Perhaps they are intelligent enough to have realized that, with all of our searching and collection of samples, we were inevitably going to discover them, and have been taking steps that they hope will enable them to control their side of the experience, so that we will not, either out of willfulness or an excess of kindness, destroy them.
Read the full article: www.unknowncountry.com
Winner winner chicken dinner!
ReplyDeleteI thought that also, until I say your mother naked! She had a fanny like a canoe...I wasn't sure to fuck her or jump in and paddle the bitch.
DeleteWOW! I'm sexually attracted to that big black hole in the ice. Maybe it is called the muk tuk hole.
Delete^ lol I hope he posts a picture of a train..
Deleteyeah................Harry Potter
DeleteIt's a black taterhole
DeleteKinda reminds me of my ex-wife. The frigid hole, I mean.
DeleteAnon 3:44, why the hostility? It's IDIOTS like you who RUIN the comments section! That was uncalled for and NOT funny.
DeleteBlob, there are 1 or 2 people with spirit sticks stuck up their asses that can't use a scroll bar. Since they are also too stupid to figure out how to join the forum, where there is no anonymous clowning, you should ignore them.
DeleteSuck a duck.
ReplyDeleteIt sticks in your throat I tried it, a gorilla is better only 2 inches.
Deletenow stop right there one second.
ReplyDeletethere has been no discovery of bigfoot.
show me the paper that has passed peer review.

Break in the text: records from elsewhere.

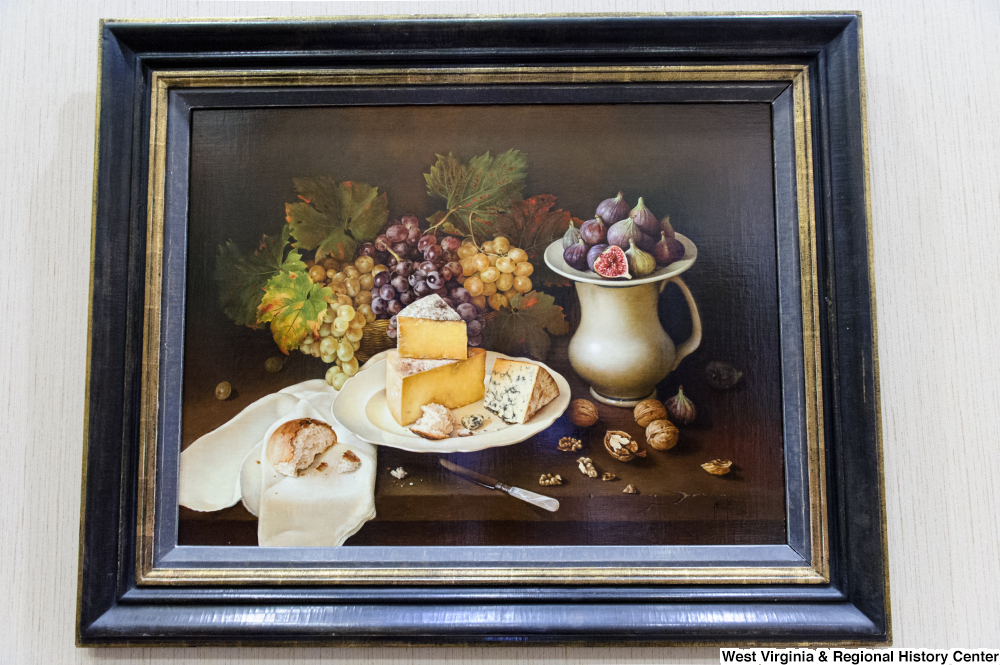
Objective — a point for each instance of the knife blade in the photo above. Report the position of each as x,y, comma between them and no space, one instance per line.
545,502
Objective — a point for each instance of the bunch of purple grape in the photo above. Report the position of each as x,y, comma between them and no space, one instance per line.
420,266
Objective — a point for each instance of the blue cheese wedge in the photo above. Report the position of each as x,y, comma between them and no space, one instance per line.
518,390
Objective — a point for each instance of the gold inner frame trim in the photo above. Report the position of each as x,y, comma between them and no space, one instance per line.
815,571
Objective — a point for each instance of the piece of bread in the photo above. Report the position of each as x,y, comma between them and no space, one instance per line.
295,444
436,423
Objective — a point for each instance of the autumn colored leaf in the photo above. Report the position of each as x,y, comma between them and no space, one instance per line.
333,218
295,306
525,327
242,277
475,194
533,225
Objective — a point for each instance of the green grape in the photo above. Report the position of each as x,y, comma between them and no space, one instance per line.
339,380
350,367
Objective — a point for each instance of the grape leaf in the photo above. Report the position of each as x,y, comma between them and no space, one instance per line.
522,328
242,278
532,225
333,218
475,194
294,306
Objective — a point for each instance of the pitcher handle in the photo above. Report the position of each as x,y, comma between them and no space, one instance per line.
694,340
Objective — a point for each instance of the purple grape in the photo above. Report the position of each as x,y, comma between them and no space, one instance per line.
413,235
460,295
400,283
404,268
433,253
434,280
397,233
425,242
467,311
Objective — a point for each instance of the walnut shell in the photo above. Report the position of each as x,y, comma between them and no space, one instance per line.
626,451
649,410
661,435
582,412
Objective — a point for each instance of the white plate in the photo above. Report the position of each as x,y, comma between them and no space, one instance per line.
554,259
361,408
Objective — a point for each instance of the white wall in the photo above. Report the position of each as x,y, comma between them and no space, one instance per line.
933,82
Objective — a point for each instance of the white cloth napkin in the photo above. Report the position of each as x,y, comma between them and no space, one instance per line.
316,508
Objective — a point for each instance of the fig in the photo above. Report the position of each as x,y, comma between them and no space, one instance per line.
594,253
642,263
644,219
594,232
612,210
621,232
668,249
612,263
576,255
571,236
666,227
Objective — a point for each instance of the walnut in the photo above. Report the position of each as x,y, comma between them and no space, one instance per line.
569,444
621,446
649,410
582,412
717,467
587,467
661,435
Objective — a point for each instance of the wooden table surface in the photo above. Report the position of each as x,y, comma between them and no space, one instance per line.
677,501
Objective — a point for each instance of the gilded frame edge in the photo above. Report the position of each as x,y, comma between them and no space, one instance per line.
797,76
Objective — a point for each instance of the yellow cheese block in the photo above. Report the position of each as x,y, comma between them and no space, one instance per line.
411,383
430,339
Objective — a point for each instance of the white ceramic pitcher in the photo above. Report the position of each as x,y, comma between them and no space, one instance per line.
620,347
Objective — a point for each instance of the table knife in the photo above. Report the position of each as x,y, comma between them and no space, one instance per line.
546,502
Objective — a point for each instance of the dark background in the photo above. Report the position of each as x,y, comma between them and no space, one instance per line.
708,165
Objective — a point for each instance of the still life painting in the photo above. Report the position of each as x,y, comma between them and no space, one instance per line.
482,325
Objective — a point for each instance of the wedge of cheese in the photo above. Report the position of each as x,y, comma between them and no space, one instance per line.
518,390
430,328
412,383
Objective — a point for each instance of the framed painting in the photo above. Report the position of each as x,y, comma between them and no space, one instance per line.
460,330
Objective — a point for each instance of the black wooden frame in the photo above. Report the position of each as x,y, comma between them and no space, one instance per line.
852,607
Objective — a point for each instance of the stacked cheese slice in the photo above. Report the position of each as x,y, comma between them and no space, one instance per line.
433,363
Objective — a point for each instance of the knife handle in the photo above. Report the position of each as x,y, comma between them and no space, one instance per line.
546,502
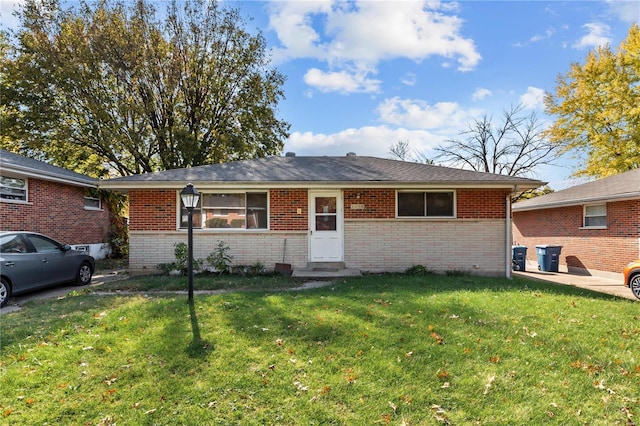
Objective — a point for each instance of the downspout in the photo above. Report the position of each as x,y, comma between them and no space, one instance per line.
508,236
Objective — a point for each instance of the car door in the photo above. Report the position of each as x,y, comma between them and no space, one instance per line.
20,262
56,266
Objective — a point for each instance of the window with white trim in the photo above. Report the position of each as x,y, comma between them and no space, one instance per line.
12,188
229,210
595,216
426,203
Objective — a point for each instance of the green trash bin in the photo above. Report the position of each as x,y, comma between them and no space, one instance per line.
548,257
519,258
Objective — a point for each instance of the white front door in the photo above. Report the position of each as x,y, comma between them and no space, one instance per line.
325,226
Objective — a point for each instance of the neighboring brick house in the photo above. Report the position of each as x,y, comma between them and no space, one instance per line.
367,213
596,223
38,197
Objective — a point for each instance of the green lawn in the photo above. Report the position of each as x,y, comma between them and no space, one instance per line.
389,349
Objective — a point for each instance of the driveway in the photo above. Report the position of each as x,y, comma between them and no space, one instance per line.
15,303
610,285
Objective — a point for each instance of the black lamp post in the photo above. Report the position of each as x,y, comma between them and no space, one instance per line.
190,197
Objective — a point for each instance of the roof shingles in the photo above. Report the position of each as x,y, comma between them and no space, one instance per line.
320,170
618,187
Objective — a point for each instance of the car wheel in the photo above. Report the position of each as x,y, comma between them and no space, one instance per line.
5,292
634,285
83,277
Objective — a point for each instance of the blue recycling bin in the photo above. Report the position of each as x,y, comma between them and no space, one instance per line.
548,257
518,258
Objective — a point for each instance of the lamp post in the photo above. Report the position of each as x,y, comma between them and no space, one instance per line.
190,197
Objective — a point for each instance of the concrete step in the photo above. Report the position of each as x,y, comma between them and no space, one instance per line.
325,274
325,266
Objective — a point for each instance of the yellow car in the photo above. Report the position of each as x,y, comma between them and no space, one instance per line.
632,277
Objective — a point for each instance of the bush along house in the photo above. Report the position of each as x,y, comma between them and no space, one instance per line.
39,197
596,224
363,213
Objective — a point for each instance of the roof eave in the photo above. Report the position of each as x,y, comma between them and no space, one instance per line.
510,185
578,202
37,174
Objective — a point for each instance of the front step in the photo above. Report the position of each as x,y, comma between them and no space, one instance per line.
325,270
325,266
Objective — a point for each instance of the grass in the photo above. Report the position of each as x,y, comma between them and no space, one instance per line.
386,349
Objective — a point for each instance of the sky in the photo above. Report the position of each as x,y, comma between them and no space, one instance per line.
363,75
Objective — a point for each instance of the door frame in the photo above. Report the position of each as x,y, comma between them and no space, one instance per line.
337,193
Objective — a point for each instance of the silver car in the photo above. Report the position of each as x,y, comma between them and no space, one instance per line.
30,261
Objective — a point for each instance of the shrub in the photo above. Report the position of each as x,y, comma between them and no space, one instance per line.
220,258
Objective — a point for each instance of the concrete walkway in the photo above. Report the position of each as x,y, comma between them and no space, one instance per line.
604,284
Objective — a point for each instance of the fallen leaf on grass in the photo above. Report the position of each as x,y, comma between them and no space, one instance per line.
488,385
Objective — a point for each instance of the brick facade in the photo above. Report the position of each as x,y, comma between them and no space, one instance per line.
607,250
56,210
374,240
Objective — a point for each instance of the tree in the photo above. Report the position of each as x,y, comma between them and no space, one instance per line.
597,108
108,88
402,151
514,147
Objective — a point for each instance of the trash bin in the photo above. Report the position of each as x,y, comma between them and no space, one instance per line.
548,257
518,258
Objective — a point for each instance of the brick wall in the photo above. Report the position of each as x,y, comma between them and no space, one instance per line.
476,246
148,249
56,210
607,250
374,239
481,204
153,210
284,205
369,203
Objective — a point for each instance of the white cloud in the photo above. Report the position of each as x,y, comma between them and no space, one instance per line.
360,34
419,114
547,34
533,98
341,81
625,10
598,34
480,94
410,79
369,140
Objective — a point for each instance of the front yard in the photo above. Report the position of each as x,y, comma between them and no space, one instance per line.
388,349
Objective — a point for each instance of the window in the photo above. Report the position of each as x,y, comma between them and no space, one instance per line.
234,210
91,199
426,204
13,188
595,216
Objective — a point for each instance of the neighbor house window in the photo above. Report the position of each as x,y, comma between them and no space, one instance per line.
426,204
13,188
91,199
595,216
232,210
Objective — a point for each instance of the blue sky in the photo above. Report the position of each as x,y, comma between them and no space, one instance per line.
363,75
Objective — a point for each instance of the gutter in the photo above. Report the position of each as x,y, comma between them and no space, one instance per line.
578,201
508,236
36,174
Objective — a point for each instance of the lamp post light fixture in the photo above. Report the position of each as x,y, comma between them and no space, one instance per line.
190,197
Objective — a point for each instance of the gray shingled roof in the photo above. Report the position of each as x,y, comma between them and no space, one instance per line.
622,186
318,170
10,162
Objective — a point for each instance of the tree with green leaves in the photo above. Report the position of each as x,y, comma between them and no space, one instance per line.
597,109
107,88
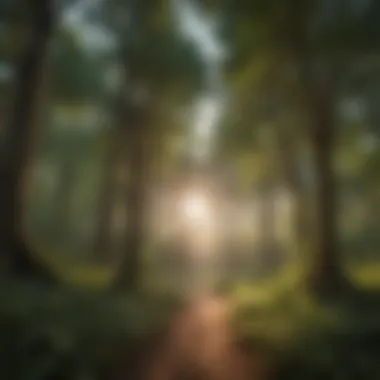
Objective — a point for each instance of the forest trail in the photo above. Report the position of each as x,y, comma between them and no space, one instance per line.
201,345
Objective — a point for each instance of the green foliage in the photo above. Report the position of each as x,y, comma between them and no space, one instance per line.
49,333
75,75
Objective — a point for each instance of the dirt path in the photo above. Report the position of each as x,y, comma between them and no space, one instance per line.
201,346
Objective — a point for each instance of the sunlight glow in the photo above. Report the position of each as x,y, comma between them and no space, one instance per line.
196,208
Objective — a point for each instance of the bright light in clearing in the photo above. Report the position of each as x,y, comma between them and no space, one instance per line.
196,208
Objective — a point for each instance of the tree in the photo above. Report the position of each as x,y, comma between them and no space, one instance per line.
14,154
156,65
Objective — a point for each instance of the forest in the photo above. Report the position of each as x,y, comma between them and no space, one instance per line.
188,189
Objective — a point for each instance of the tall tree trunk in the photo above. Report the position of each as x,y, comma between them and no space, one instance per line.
136,124
103,242
62,200
289,157
318,94
15,155
327,266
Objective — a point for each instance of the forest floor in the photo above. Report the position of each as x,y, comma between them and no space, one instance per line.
257,332
202,344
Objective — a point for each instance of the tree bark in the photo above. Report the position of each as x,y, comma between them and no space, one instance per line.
103,242
318,97
14,159
62,202
137,133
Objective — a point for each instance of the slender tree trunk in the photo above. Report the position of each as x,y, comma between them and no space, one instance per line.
103,242
327,267
318,94
137,125
62,202
289,158
14,160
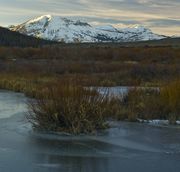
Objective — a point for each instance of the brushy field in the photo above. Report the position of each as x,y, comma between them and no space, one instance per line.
57,77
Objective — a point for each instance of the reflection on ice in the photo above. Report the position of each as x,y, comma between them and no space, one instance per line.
123,147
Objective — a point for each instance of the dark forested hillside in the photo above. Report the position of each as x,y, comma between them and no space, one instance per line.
14,39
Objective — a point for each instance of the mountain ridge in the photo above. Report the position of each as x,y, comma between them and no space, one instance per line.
61,29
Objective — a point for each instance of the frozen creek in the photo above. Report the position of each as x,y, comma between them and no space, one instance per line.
125,147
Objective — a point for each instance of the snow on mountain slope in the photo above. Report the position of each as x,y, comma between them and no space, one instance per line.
63,29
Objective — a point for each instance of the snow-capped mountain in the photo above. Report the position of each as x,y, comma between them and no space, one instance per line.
67,30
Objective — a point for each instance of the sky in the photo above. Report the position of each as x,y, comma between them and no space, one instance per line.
161,16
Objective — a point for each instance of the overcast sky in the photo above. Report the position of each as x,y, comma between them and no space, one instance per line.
162,16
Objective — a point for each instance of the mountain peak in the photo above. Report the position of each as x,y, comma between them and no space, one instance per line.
58,28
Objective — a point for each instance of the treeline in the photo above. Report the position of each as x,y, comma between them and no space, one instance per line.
95,53
15,39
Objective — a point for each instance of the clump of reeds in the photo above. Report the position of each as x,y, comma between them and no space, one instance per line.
69,107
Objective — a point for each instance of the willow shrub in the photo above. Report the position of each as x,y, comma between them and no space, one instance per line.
70,108
170,98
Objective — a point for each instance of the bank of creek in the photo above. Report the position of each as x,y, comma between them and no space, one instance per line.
124,147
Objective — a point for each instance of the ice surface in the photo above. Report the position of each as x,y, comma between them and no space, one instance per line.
124,147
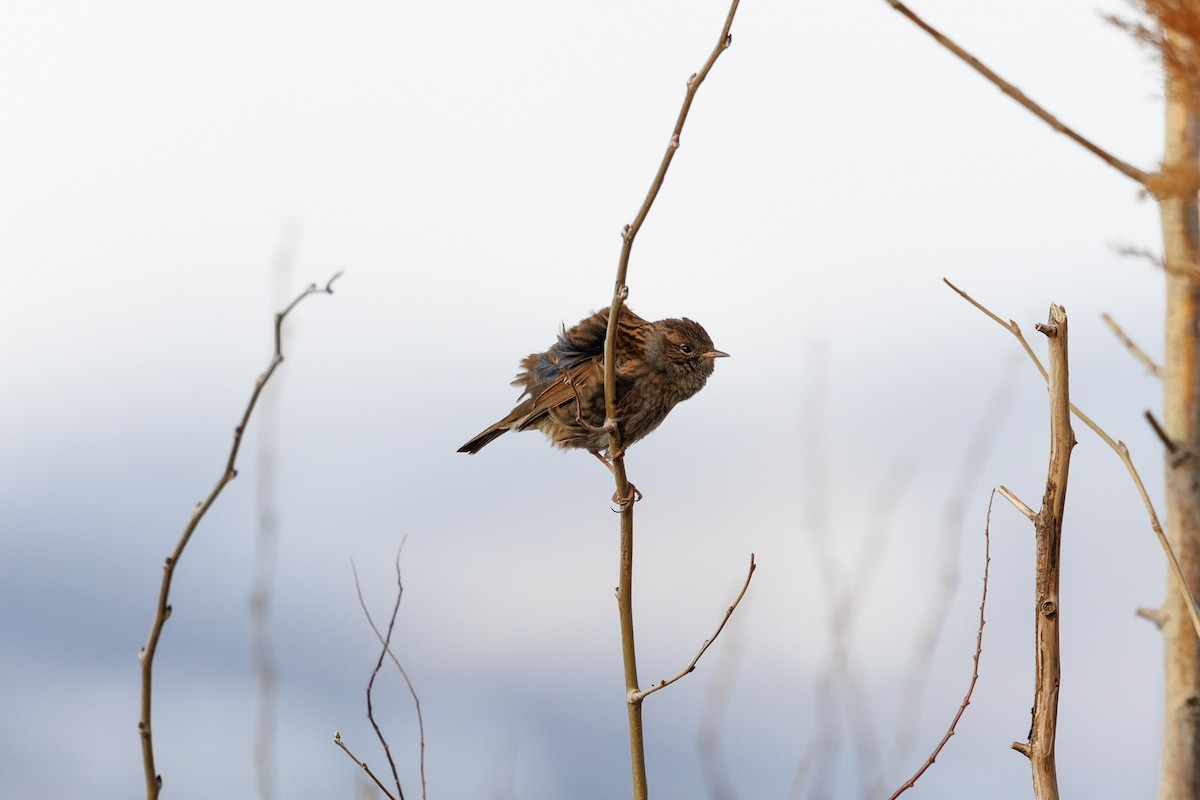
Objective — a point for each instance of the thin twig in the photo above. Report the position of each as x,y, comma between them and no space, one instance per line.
385,641
162,611
975,672
375,673
1017,503
625,494
1122,452
1126,169
1138,353
1039,749
337,740
708,642
267,548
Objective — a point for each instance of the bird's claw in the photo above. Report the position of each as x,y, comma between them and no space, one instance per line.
628,500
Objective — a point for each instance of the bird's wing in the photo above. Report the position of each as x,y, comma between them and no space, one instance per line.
571,383
587,337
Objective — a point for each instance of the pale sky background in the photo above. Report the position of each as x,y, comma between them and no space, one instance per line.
469,166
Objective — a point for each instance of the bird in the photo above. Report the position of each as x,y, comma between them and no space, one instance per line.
659,365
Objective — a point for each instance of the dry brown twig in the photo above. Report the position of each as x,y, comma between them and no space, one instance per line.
691,666
385,642
162,611
625,493
363,765
975,673
1122,167
1048,537
1138,353
1122,452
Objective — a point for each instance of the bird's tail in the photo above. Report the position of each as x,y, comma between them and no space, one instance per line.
481,440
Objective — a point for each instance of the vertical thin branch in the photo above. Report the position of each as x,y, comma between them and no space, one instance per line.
975,672
1180,215
385,642
162,609
1048,529
265,549
1181,582
625,493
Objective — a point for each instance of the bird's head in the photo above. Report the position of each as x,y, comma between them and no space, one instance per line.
683,350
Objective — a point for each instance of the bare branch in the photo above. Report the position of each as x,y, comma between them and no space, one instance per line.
1138,353
663,684
162,611
1017,503
1126,169
1122,452
337,740
385,642
975,672
625,494
1048,529
375,673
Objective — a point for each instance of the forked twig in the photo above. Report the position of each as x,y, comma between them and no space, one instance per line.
975,673
1122,167
625,494
337,740
1122,452
162,611
691,666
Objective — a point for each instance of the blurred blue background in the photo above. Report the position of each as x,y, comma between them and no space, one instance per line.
469,166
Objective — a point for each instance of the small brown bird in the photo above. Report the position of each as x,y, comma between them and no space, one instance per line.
659,365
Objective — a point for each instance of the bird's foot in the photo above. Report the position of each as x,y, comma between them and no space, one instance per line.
628,500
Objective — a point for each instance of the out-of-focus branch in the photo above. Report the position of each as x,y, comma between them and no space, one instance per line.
1138,353
162,611
625,493
691,666
975,673
1122,167
1122,452
267,547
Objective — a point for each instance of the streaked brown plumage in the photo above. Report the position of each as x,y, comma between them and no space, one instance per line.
659,365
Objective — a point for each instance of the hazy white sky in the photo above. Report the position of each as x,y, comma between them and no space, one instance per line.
469,167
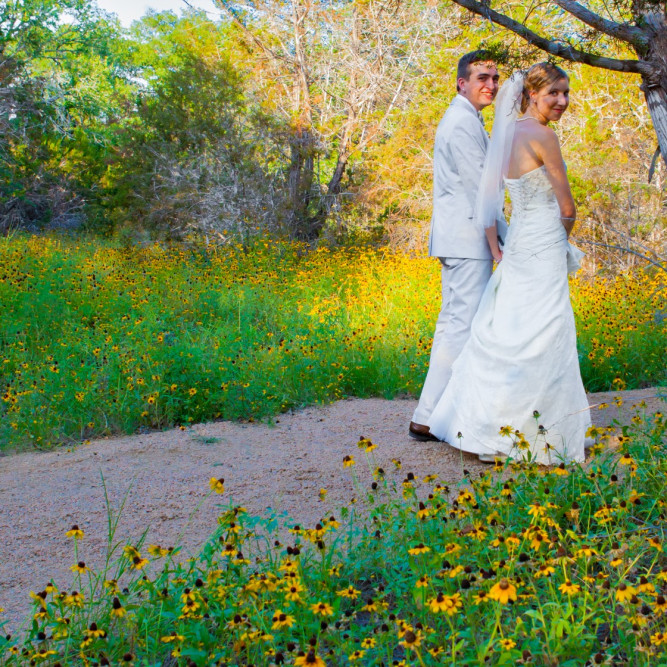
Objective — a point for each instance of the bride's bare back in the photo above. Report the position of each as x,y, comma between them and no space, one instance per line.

You just need to worry about protecting your woman creature out there in bigfoot country a little bit better.
DeleteYes,Lon "Porkchop" Strickler is out there
Deletei wonder how many of the samples sent to ketchum were just people sending in their pubic hair
ReplyDeleteI sent some of my ass hair.....I bet they will never figure out where that came from.
DeleteIt tested positive for bigfoot
Delete^^^ Now that's FN funny right there I tell you what.
DeleteYou mean fucking funny? Look, you can swear like a cunt munching mother fucker on this forum and nobody cares.
DeleteYah, Like I been teling you. They screw with us.
ReplyDeleteThey are not a normal animal in any form. They got some tricks.
its almost like they dont even exist!
DeleteI never met you guy are you real
DeleteWhat Bigfoot can do magic tricks now?!!! Think we are giving them almost silly levels of intelligence here, maybe if they are real they're just good at hiding in their own habitat I real don't think they are trying to expose themselves to humans gradually to control their side of the situation that is just crazy talk.
DeleteThey can sit and roll over?
DeleteAnd lick their balls and pull rabbits from their taterholes
DeleteThat's not crazy talk at all.. Think about the sightings that do happen. Despite all these youtube vids where a Sasquatch just stumbles on camera walking from left to right, most eyewitness accounts state that they caught the Sasquatch watching them first. Staring at campers from the wood-line, peeping into windows or stalking hikers... It is obvious that they know more about us than we know about them. We are easy to find, they are not. There is no telling how much they know about us.
DeleteI once watched a documentary on wild orangutans. They were up in the trees watching the researchers doing various things like hammering a deck and bathing with soap. When the researchers left, the orangutans started doing the same things, one picked up the hammer and started beating the deck while another bathing with the soap and even wet himself at the rivers edge to lather up and then rinsed himself off. These are just apes.
If sasquatch is a human species, then there is no telling what they know or how they process the information they may gather by watching us. Think about the reports. That video of a buch of Sasquatch raiding an ice chest may or may not be fake, but that sort of behavior is reported as well as them raiding trashcans and dumpsters. They obviously know enough about us to know where we keep our food. One report stated that not only was their ice-chest looted, but they were selective and only took the Dr.Pepper and left the sprite. Maybe the Dr.Pepper looked ripe and the sprite was still green? or maybe the bastards just like Dr.Pepper lol I wish in that case they found the cans because if the tops were popped it would definitely show that they knew what they were doing. But in other cases where Peanut-butter was left out, they were smart enough to know how to open the jar. And how to remove the wrappers from candy bars.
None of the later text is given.